The last weeks in Stockholm were eventful: preparation of the farmer’s dinner, the traditional end-of-internship cake and the restaurant outing with Henrik and Lotta Norström.
What is the “farmer’s dinner”?
For the past three years, Henrik has organised a gourmet dinner based on a product or a combination of different products made by local farmers.
He invites some of the farmers with whom he likes to work with and talk with the chef and customers.
This dinner brings together more than 90 people each year. The principle is to serve the guests with a timing worthy of a formal dinner where dishes are prepared in front of them.
The menu that Thursday 13 October consisted in:
The tradition, at the end of each student training at Lux Däg for Däg is to make a cake.
I’m a big fan of Christophe Michalak and I attended one of his masterclasses when I was younger to make a Saint Honoré and other pastries. Not having all the ingredients available to make a Saint Honoré but wanting to represent France with an iconic pastry, I decided to make a choux pastry filled with confectioner’s custard with genuine Madagascar vanilla, sprinkled with hazelnuts with a strawberry heart.
First stage: the craquelin
- 100g butter
- 120g brown sugar
- 120g flour
Craquelin is super easy: just mix all the ingredients and spread the mixture between two sheets of greaseproof paper and freeze for at least 1 hour.
Second stage: the choux pastry
- 160g water
- 160g milk
- 150g butter
- 6g sugar
- 180g flour
- 330 g eggs (i.e. 5 to 6 whole eggs)
Try to remember to take out all the ingredients (especially the milk, butter and eggs) and leave them at room temperature for 30 to 60 min before starting the recipe.
- Warm the milk, water, sugar, salt and butter cut into small cubes over high heat in a saucepan, until the butter is melted.
- Remove from the heat and pour the flour into the saucepan all at once. Mix until a cohesive mixture is obtained.
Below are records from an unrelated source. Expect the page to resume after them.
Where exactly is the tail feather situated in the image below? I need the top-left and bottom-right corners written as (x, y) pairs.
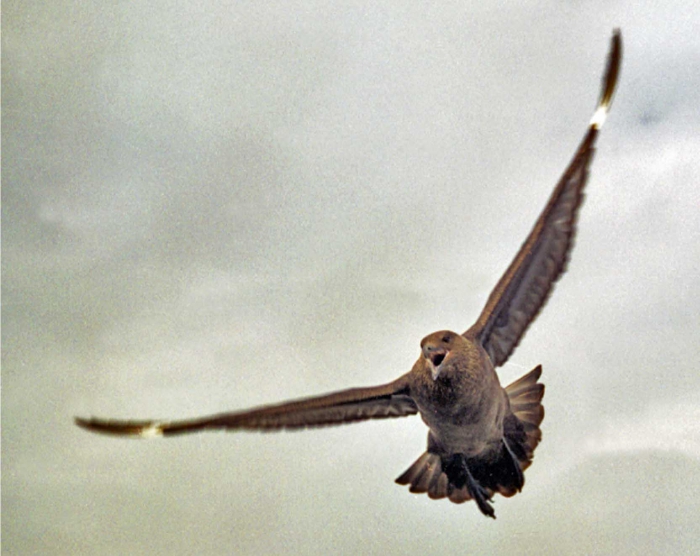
top-left (504, 364), bottom-right (543, 397)
top-left (504, 364), bottom-right (545, 468)
top-left (396, 365), bottom-right (545, 516)
top-left (405, 452), bottom-right (440, 493)
top-left (396, 452), bottom-right (440, 493)
top-left (448, 486), bottom-right (471, 504)
top-left (430, 473), bottom-right (449, 500)
top-left (396, 454), bottom-right (480, 505)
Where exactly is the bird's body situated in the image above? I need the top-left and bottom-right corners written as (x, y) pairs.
top-left (411, 333), bottom-right (506, 460)
top-left (76, 31), bottom-right (622, 518)
top-left (395, 331), bottom-right (542, 516)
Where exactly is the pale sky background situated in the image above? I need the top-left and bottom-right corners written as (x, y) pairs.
top-left (3, 1), bottom-right (700, 555)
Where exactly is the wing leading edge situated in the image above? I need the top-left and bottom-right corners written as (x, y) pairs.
top-left (75, 376), bottom-right (417, 437)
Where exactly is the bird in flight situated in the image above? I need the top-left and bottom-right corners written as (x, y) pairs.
top-left (76, 30), bottom-right (622, 519)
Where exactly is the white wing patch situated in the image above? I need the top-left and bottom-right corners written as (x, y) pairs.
top-left (140, 423), bottom-right (164, 438)
top-left (589, 105), bottom-right (608, 129)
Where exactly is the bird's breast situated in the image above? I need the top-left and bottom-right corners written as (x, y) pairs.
top-left (411, 358), bottom-right (508, 457)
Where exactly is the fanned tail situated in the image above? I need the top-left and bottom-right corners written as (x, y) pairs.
top-left (503, 364), bottom-right (545, 473)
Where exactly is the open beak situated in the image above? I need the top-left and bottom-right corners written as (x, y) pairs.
top-left (425, 348), bottom-right (448, 381)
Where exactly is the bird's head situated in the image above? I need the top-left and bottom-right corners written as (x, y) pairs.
top-left (420, 330), bottom-right (462, 381)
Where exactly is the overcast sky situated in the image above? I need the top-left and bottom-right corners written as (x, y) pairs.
top-left (3, 1), bottom-right (700, 554)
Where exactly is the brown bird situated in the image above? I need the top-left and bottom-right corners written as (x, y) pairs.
top-left (76, 30), bottom-right (622, 519)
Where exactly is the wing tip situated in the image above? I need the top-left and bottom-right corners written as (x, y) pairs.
top-left (590, 28), bottom-right (623, 129)
top-left (74, 416), bottom-right (164, 438)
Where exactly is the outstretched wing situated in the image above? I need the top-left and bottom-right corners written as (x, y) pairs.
top-left (464, 30), bottom-right (622, 368)
top-left (75, 376), bottom-right (418, 437)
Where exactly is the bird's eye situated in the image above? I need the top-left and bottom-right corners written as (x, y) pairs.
top-left (442, 334), bottom-right (451, 343)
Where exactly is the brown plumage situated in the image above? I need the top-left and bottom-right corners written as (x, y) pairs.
top-left (75, 30), bottom-right (622, 518)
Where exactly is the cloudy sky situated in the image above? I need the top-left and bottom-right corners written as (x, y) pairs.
top-left (3, 1), bottom-right (700, 554)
3. Return for 30 sec over high heat to dry out the mixture. The mixture must remain flexible and soft.
4. Pour the mixture into a food processor and mix at the lowest speed (to avoid adding any air) using a flat blade attachment. Mix until steam no longer escapes from the bowl.
5. Beat the eggs (check the total weight) and gradually add them to the mixture, constantly whisking, always at minimum speed. The mixture must be soft but not liquid.
6. Pour the mixture into a piping bag with 10 to 12 mm nozzle. Pipe the choux onto a sheet.
7. Preheat your oven at 230°. Put the choux in the oven, lower the heat to 180°C and bake for 25 to 30 min.
Third stage: the confectioner’s custard
- 1 l milk
- 2 vanilla pod
- 250 g egg yolks
- 200g caster sugar
- 80 g wheat flour
- Infuse the milk with the vanilla pods
- Beat the egg yolks and sugar until they become pale in colour and foamy.
- Pour the milk over the mixture.
- Bring it all to the boil.
- Let it cook while stirring.
For my last day, Lotta and Henrik invited me to discover the world of Adam and Albin “16 Rädgmansg Stockholm”. Named after experienced chefs, this “food studio” is also a cooking school serving superbly prepared noodle dishes at lunchtime and modern and creative gourmet dinners one weekend a month.
Adam/Albin serve modern Swedish cuisine. They take their inspiration from the greatest chefs in the world, while maintaining a Swedish base.
At the end of this delicious meal, Henrik introduced me to Adam who very kindly signed his menu for me and talked with me and we even had our photo taken!
Thus ended my four months in Sweden. Before I leave for Belgium, I will spend a week in France with my family.